At his weekly pre-caucus standup Labour leader David Cunliffe introduced Christchurch by-election winner Poto Williams, accused Telecommunications Minister Amy Adams of “backtracking” over the release of an independent assessment of Chorus copper price setting, and said Prime Minister John Key needed to be more upfront on what he knew about NSA spying on New Zealanders.



David Cunliffe introduced new Labour MP Poto Williams who won the Christchurch East by-election on the weekend. He said he was absolutely delighted and that she would make a wonderful addition to the caucus.

A tweet sent by Mr Cunliffe on the morning of the election, which was against Election Commission rules, was an “error”, and was immediately deleted. Labour was cooperating fully with the Electoral Commission inquiry.

Mr Cunliffe said Labour were very critical of the governments position not to pursue corporate manslaughter charges after a spate forestry industry deaths, and the Pike River disaster.
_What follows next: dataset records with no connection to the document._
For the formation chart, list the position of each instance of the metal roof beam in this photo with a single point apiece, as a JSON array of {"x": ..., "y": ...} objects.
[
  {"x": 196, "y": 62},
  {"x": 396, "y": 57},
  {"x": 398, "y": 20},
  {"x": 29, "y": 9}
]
On Chorus copper pricing Mr Cunliffe said Telecommunications Minister Amy Adams was “backtracking” by saying that the independent advice on the Commerce Commission's copper price was not a formal report and may not be released.

These two issues showed that the government was “soft on the top end of town and hard on the bottom”.
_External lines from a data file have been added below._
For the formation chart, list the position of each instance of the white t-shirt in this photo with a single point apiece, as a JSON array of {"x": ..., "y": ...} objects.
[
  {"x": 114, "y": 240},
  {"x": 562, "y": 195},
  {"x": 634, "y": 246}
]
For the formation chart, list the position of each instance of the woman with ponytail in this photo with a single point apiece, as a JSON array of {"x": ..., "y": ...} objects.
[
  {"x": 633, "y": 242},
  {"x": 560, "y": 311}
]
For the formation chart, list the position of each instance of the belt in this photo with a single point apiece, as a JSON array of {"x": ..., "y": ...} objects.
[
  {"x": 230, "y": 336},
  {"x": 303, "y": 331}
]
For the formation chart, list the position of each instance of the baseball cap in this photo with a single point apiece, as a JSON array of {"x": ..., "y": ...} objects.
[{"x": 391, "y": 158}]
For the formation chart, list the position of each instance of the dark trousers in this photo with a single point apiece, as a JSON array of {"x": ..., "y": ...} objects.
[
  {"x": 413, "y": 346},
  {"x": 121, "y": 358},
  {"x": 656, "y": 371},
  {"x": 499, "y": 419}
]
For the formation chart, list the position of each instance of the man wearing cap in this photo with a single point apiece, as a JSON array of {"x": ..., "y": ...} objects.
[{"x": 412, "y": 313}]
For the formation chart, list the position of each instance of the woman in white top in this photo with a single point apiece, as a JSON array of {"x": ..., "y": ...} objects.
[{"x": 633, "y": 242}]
On Edward Snowden leaks and New Zealand intelligence agencies Mr Cunliffe said the 5 Eyes Treaty was binding and prevented the wholesale spying on New Zealanders by other members of the treaty. He said he did not take the Prime Minister at his word that he did not know if NSA agencies had spied on New Zealanders.

“My suspicion is that he is using a fairly high bar for the word 'knowledge'.”

Mr Key should seek assurance from the GCSB that the NSA did not perform wholesale spying on New Zealanders, and if the terms of the treaty had been broken the public had a right to know, Mr Cunliffe said.

Mr Cunliffe also spoke about ACC lowering its levies.